The destruction of the Lunaris Stone had released a wave of energy that neutralized all elemental abilities within a mile radius. The scientists studying the phenomenon believed the effect was permanent, possibly even genetic. Considering the fact that my stepmother had collected so many of the world’s elementals in one place, it was likely the gene that had been wiped out in a single moment.
For most of the rescued elementals, this was a blessing. They had been abducted and imprisoned because of abilities they had never asked for, powers that had marked them as targets. The loss of those powers meant they could return to normal lives without fear of being hunted again.
But for me, the absence left a strange hollowness in my palms.

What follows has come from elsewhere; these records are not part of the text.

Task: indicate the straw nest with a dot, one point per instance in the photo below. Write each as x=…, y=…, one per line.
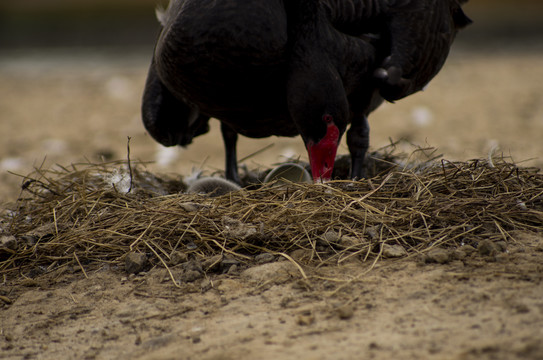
x=90, y=215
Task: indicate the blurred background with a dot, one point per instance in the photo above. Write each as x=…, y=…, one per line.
x=72, y=74
x=129, y=23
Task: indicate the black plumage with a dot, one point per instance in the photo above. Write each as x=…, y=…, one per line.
x=291, y=67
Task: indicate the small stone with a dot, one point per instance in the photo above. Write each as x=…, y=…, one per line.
x=135, y=262
x=501, y=246
x=192, y=275
x=330, y=237
x=345, y=312
x=350, y=241
x=8, y=242
x=213, y=263
x=178, y=257
x=458, y=254
x=487, y=248
x=206, y=285
x=264, y=258
x=227, y=264
x=305, y=318
x=372, y=231
x=190, y=206
x=468, y=249
x=437, y=255
x=232, y=270
x=393, y=251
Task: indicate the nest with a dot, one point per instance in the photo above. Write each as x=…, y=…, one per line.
x=85, y=217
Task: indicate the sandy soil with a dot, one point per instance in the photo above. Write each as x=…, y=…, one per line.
x=69, y=108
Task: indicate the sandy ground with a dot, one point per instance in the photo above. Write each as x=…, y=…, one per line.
x=81, y=106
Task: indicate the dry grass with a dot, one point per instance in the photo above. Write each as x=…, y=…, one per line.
x=76, y=218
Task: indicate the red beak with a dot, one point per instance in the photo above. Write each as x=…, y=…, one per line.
x=322, y=155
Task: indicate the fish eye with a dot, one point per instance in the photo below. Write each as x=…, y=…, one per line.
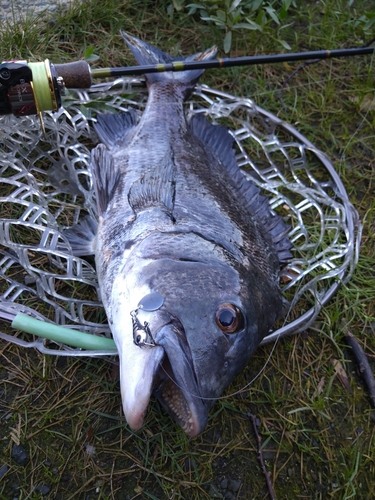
x=229, y=318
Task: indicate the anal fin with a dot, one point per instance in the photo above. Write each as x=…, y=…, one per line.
x=114, y=129
x=156, y=187
x=106, y=176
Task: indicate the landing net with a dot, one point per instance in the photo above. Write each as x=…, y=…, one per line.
x=46, y=186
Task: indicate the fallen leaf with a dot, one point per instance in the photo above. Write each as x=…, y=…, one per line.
x=341, y=373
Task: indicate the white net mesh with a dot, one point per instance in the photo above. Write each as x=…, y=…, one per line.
x=46, y=186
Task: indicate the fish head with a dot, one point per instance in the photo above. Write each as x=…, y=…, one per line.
x=212, y=318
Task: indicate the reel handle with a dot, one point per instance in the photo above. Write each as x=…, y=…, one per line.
x=76, y=75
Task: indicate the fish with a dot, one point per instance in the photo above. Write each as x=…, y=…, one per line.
x=187, y=251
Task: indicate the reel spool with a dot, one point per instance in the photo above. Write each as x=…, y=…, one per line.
x=30, y=88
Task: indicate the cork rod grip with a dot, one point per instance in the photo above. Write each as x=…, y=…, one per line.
x=76, y=75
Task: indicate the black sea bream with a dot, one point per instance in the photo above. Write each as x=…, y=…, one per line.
x=187, y=251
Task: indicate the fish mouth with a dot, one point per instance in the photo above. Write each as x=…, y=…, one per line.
x=176, y=386
x=167, y=372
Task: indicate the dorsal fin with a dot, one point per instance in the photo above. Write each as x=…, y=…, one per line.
x=220, y=142
x=156, y=187
x=105, y=175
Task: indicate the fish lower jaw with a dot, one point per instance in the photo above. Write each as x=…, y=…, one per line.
x=173, y=400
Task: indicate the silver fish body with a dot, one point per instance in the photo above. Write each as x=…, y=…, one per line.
x=177, y=219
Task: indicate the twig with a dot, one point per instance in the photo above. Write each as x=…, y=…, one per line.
x=260, y=457
x=363, y=364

When my fire had first manifested, I had been terrified of it. I had hidden it away, built a safe room to contain it, feared what it might do to those I loved if I lost control. I should have been relieved to be rid of it.
Instead, I found myself missing it. The warmth that had lived beneath my skin, the power that had flowed through my veins—it had become a part of me, as much as my wolf. It was a companion, in a way.
Which was why, six months after the destruction of the stone, I found myself standing in the basement safe room late one night when everyone else was asleep. The walls still bore the scorch marks from my secret practice sessions, black streaks against the metal where my fire had licked and burned.
I held up my scarred palm, staring at the web of red lines that mapped the skin. I closed my eyes, reaching inward, searching for that spark that had once ignited so easily.
Nothing.
I tried again, concentrating harder, imagining the heat building in my core, flowing up through my chest, down my arm, into my palm. I could almost feel it, almost taste the smoke on my tongue.
But when I opened my eyes, my hand remained empty. No flame, not even the faintest ember. My skin was still cool and unresponsive.
My fire was gone, extinguished along with the stone. And no matter how much I yearned for it, no matter how desperately I reached for that lost part of myself, it would never return.
A soft sound from the doorway made me turn. Elijah was standing there, leaning against the door frame with his hands tucked into his pockets. How long he had been watching me, I couldn’t say, but his eyes were soft and understanding.
Without a word, he crossed the room to me. He took my scarred hand in his, lifting it to his lips to press gentle kisses against the damaged skin.
“You still have that fire, Agnes,” he said softly, and his words made my vision blur with tears. “Only now, it exists solely in your heart. And that makes it all the more beautiful, don’t you think?”